Subject or "Domain" taxonomies attempt to completely describe all of the terms in a field, as well as the relationship between the terms. Typically these relationships are hierarchical, and they are the kind of taxonomies we use to classify knowledge - the kind of taxonomies your biology teacher would talk about. You need a real subject matter expert to create useful subject based taxonomy. And whatever you do, don't hire two (or more) subject experts, because they will never agree on the taxonomy.
Content based taxonomies are organized using existing content. Organization charts, computer directory/folder structures, or social tagging content is typically a 'content based' taxonomy. These taxonomies are often built by humans - you do it yourself when you decide what folders to use on your computer. But these can also be done automatically with tools many search and content management vendors sell.
Whether you go with a subject or a content taxonomy for your company, hooking it into your enterprise search technology will be a trick. This is the dirty little secret of the search software business: There are few, if any, commercial engines that can really take advantage of a complex taxonomy. What do you do with it, after all? Do you tag every document with the full taxonomy of terms in the hierarchy for every term in the document? Do you think that somehow the search engine will automatically know what to do with the taxonomy, and look up and down the taxonomy tree to find related terms? Verity had a great concept when they invented Topics in the late 80s, but since then even they have lost some of the taxonomy emphasis.
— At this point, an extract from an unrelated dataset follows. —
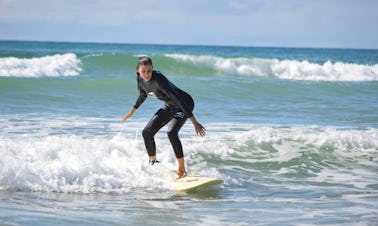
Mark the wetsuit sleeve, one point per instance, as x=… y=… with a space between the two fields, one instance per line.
x=171 y=92
x=142 y=96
We think there is a third kind of taxonomy that is even more important that the traditional subject and content taxonomies: we call it a Behavior-Based Taxonomy.
Really, the reason most companies want a taxonomy is to help people find content. You can probably keep several experts and a bunch of computes working for years to anticipate every possible term and every possible hierarchy that someone on your internet or intranet site may use. But we think the most important taxonomy on any web site is the list of search terms that people actually use when they search a site.
If your search engine can provide great results for the ‘top 100’ queries on your site, you have a lot of happy users. Why do you think search experts at trade shows have finally started talking about your search logs? You can't know what your behavior-based taxonomy (BBT) is unless you are monitoring your search activity at least quarterly. Verify that the ‘top 100’ queries are working fine - either with organic search results or with featured links (or best bets or result promotion, depending on your search vendor).
You keep your Behavior Based Taxonomy up-to-date, and your search users will be satisfied!